The electoral commission has already disqualified former Social Development Minister Bathabile Dlamini from contesting position because she has a criminal conviction. Both the electoral commission rule that disqualifies compromised candidates and the step-aside rule are expected to be targeted for review at the conference, Mkhize said.
Ramaphosa and Mkhize are the only two names on the ballot to lead the ANC for the next five years, with the incumbent the frontrunner having secured the most nominations. In the event that both are disqualified, members would have to nominate other candidates from the floor.
Mkhize also criticised the party for dragging its feet when it came to implementing policies with the potential to address the rampant poverty and unemployment, and questioned the government’s plans to reduce the use of coal.

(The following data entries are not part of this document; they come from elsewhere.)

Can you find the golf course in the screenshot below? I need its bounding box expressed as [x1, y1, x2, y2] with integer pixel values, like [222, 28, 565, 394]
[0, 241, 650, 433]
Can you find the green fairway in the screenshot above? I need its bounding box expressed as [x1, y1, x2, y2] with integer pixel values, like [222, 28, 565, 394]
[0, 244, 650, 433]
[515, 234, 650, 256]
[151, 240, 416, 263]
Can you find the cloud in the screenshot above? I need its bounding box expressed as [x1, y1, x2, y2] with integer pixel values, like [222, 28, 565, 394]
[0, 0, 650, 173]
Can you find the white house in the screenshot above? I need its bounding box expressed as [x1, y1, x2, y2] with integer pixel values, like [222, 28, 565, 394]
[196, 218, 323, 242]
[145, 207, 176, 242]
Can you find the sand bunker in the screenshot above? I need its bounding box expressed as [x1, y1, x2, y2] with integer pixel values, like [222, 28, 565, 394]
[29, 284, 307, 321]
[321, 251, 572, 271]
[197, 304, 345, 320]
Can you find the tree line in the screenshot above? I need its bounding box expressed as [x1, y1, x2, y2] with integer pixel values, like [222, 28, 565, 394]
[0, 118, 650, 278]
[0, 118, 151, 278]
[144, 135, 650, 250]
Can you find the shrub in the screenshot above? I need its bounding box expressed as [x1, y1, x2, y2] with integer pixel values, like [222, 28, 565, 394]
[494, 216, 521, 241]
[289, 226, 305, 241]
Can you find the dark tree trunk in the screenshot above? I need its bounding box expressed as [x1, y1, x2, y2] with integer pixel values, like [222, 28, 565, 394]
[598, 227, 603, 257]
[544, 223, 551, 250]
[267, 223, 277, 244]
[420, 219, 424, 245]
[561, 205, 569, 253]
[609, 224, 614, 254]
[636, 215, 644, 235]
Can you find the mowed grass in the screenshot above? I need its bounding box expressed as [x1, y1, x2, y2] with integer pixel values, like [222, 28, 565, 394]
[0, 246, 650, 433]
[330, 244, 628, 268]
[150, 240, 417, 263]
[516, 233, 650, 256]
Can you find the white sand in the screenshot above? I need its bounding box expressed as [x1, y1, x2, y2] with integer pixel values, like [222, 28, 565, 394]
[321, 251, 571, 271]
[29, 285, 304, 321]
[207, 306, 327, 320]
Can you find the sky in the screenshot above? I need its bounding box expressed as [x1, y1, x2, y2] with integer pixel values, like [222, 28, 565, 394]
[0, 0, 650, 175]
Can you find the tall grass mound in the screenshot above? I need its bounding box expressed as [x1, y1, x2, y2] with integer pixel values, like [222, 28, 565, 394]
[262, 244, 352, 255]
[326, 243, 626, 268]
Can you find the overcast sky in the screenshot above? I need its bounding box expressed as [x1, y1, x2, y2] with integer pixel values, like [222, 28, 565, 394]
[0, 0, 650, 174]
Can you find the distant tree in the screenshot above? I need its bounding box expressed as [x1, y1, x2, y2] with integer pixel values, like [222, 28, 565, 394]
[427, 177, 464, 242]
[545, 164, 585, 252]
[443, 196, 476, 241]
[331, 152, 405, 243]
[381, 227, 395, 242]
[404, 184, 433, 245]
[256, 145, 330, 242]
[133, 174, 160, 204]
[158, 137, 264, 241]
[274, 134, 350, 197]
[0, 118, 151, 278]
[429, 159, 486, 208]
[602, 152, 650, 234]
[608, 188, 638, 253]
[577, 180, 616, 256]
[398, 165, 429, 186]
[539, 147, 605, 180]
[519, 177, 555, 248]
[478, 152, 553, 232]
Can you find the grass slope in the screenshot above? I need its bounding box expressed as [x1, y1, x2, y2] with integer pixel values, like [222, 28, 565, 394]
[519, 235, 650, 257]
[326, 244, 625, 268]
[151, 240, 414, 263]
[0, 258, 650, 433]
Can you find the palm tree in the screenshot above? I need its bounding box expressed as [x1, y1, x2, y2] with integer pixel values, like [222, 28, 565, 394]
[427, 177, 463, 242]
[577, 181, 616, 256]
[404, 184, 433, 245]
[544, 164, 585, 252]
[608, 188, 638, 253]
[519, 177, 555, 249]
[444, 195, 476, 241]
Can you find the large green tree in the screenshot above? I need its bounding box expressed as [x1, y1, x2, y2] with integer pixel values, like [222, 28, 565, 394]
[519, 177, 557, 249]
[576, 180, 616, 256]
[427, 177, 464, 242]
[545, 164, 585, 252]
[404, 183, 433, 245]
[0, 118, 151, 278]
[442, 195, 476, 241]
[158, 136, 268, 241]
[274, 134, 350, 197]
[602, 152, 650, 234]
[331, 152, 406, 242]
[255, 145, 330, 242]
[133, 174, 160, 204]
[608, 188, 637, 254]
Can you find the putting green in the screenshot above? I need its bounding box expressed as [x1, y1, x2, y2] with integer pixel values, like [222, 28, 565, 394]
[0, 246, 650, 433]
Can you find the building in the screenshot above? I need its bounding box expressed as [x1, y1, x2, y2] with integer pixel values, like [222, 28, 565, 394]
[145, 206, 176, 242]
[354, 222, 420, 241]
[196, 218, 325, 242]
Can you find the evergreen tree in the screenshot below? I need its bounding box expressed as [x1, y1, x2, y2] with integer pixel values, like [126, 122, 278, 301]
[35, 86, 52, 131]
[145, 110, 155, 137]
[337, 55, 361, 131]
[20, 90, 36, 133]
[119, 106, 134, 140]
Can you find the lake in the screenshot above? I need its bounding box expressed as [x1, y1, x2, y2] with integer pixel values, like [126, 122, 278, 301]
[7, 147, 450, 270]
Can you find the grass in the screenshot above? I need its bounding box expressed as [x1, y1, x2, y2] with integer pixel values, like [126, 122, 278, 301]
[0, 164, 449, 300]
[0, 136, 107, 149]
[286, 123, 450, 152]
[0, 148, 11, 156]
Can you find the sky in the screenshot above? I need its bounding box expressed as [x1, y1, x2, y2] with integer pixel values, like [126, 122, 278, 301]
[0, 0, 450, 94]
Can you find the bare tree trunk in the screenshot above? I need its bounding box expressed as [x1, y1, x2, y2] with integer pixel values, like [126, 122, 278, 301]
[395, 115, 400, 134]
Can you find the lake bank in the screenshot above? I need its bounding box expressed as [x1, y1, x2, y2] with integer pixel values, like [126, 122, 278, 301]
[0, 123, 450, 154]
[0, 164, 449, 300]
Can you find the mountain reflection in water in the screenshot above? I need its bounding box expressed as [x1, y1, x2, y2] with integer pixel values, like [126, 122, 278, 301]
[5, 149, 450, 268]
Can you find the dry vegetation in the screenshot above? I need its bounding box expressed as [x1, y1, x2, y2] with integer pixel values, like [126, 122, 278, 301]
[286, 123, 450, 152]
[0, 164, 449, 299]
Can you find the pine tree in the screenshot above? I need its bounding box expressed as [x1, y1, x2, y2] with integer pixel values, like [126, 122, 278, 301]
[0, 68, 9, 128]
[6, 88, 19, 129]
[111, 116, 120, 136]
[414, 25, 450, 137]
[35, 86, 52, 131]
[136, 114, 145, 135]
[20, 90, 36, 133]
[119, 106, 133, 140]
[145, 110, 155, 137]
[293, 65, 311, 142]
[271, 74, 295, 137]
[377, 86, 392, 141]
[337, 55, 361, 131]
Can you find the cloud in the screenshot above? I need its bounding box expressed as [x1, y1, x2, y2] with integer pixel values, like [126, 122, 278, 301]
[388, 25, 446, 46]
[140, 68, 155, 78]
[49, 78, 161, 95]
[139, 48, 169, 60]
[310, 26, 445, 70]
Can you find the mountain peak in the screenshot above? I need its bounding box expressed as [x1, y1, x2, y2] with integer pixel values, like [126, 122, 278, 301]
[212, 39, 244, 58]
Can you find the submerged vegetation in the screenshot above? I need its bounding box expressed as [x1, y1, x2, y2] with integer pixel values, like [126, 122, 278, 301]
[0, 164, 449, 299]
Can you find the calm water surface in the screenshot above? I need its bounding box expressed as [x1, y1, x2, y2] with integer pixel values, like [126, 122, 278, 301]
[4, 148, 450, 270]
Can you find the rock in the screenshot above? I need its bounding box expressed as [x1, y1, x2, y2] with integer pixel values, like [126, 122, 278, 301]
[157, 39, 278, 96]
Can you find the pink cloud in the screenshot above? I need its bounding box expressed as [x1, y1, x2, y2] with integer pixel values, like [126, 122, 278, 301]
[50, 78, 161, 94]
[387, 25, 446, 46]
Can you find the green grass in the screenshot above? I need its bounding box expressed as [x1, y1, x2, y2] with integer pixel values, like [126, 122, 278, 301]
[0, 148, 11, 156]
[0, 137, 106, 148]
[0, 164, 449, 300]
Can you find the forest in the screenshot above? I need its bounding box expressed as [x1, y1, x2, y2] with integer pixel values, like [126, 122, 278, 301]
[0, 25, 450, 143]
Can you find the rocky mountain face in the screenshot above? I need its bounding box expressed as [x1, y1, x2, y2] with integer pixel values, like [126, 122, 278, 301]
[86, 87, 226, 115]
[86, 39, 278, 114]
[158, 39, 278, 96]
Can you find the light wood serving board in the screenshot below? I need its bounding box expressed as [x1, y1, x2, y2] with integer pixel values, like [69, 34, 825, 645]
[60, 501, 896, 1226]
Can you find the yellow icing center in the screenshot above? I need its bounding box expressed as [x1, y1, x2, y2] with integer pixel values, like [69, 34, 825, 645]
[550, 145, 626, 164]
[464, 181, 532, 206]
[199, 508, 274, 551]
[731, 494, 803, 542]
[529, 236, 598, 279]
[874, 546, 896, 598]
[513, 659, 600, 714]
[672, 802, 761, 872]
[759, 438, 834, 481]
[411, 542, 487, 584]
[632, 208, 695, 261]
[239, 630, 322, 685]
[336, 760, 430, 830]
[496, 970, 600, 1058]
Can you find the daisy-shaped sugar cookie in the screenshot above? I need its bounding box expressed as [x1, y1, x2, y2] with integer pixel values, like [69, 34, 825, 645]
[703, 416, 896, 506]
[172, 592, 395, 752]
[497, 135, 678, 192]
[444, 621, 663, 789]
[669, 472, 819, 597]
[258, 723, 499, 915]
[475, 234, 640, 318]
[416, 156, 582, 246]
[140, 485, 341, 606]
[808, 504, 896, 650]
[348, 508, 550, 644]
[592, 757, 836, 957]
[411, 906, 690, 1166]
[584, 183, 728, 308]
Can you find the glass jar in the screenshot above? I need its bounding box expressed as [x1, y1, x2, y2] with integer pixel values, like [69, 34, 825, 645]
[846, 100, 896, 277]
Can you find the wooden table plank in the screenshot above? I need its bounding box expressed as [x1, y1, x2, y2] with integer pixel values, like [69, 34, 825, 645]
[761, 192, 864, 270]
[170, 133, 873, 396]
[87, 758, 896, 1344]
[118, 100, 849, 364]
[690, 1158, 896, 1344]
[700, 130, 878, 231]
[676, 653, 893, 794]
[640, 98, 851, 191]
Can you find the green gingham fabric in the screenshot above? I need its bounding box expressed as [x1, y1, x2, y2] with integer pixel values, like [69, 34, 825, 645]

“We can discuss everything but closing down coal mines,” he said. “Those mines create jobs. We can use solar, wind and others, but coal-powered electricity is not going anywhere. We will not shy away from saying that.”
The former minister called on the ANC to implement its previously agreed resolutions to make it easier to expropriate land without compensation and establish a pro-poor state bank. He was non-committal about whether central bank’s mandate should be changed.
“There may be issues that you need to focus on where the Reserve Bank can support other mechanisms that will help the country to move forward,” he said. “We don’t have a bank that supports cooperatives, small businesses, but if such a bank came along we would expect that the Reserve Bank should look at it with the understanding that there are these challenges.”